Given Data / Assumptions:
- A cycles 10 km towards the south. - A then turns right from facing south, which means towards the west, and cycles 9 km. - B cycles 2 km towards the north. - B then turns left from facing north, which means towards the west, and cycles 15 km. - B again turns left from facing west, which means towards the south, and cycles 12 km. - Both start from the same origin on a flat plane.

Concept / Approach:
We treat the starting point as (0, 0). Using the standard convention, north is positive y, south is negative y, east is positive x and west is negative x. We compute the final coordinates of A and B separately by updating x and y for each leg. After that, we subtract A's coordinates from B's coordinates to find B's relative position. The sign and magnitude of the difference tell us the direction and distance from A.

Step-by-Step Solution:
1. A: start at (0, 0), move 10 km south to (0, -10). 2. A turns right from south to west and moves 9 km: A ends at (-9, -10). 3. B: start at (0, 0), move 2 km north to (0, 2). 4. B turns left from north to west and moves 15 km: B reaches (-15, 2). 5. B then turns left from west to south and moves 12 km: B ends at (-15, -10). 6. Final coordinates: A at (-9, -10) and B at (-15, -10). 7. The y coordinates are equal, but B's x coordinate is 6 units less, so B is 6 km further west than A.

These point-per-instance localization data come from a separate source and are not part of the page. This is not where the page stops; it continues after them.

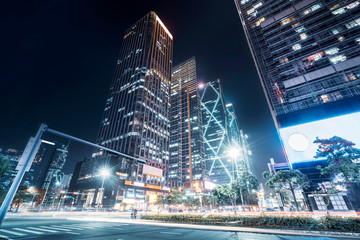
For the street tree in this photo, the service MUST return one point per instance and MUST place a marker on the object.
(244, 186)
(287, 180)
(224, 195)
(176, 196)
(343, 162)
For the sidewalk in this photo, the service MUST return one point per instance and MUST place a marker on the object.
(125, 218)
(225, 228)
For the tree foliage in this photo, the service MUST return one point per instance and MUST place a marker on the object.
(239, 192)
(244, 187)
(224, 195)
(287, 180)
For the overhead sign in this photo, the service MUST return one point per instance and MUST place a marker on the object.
(152, 171)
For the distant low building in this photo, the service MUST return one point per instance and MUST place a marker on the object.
(316, 195)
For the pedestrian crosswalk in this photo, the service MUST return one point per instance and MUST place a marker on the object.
(19, 233)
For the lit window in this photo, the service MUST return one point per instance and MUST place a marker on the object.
(284, 60)
(353, 23)
(260, 21)
(352, 5)
(339, 11)
(303, 36)
(337, 59)
(296, 47)
(300, 29)
(335, 31)
(325, 98)
(286, 21)
(332, 51)
(341, 38)
(312, 8)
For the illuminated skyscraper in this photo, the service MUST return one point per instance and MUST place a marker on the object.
(136, 116)
(187, 159)
(307, 56)
(217, 134)
(239, 142)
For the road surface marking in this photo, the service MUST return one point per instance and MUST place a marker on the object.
(29, 231)
(5, 237)
(11, 232)
(56, 228)
(172, 233)
(73, 228)
(41, 229)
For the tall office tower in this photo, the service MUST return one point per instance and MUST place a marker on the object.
(308, 60)
(187, 156)
(135, 119)
(239, 142)
(217, 134)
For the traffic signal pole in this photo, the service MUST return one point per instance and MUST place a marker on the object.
(23, 166)
(29, 154)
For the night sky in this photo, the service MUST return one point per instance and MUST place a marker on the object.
(58, 59)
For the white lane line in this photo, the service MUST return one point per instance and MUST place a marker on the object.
(171, 233)
(11, 232)
(5, 237)
(42, 229)
(29, 231)
(73, 228)
(55, 228)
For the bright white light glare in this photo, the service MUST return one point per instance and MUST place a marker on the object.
(298, 142)
(47, 142)
(201, 85)
(104, 172)
(234, 152)
(345, 126)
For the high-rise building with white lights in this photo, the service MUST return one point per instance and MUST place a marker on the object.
(308, 60)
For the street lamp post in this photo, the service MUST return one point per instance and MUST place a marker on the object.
(104, 173)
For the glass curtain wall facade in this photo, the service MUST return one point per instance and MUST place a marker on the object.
(217, 134)
(187, 156)
(307, 56)
(136, 114)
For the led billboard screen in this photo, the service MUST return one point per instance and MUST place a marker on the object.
(298, 140)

Verification / Alternative check:
We can reason without full coordinates by focusing on relative motion. Both A and B ultimately reach the same south level of -10 km relative to the start because A goes 10 south and B goes 2 north then 12 south (net 10 south). Horizontally, A goes 9 km west from the original vertical line, while B goes 15 km west. The difference between 15 and 9 is 6, so B is 6 km further to the west than A. A simple sketch with parallel horizontal lines confirms this relationship.

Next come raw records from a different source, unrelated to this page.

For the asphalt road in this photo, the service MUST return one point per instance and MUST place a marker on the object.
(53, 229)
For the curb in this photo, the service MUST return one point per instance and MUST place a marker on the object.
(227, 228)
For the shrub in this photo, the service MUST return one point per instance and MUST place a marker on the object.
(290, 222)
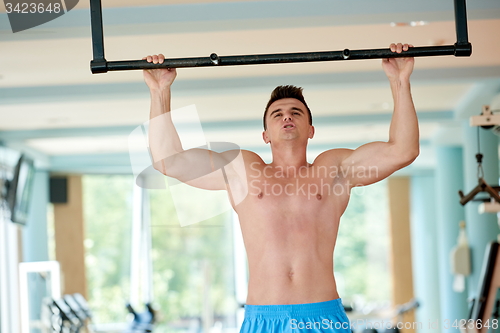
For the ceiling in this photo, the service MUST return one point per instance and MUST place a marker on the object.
(52, 107)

Why Other Options Are Wrong:
- 6 km East of A reverses the actual direction; B is further west, not east. - 24 km West or East misinterpret the sums of legs and do not match the correct horizontal difference of 6 km. - Directly north of A would require different y coordinates, but both share the same y value.

Common Pitfalls:
Learners often get confused by multiple turns and may misidentify the new facing direction after each turn. Another pitfall is to compare each person's position with the origin separately instead of directly comparing A and B. Writing down the facing direction after each turn and calculating net north south and east west movements systematically avoids such confusion.

Final Answer:
B is 6 km to the west of A.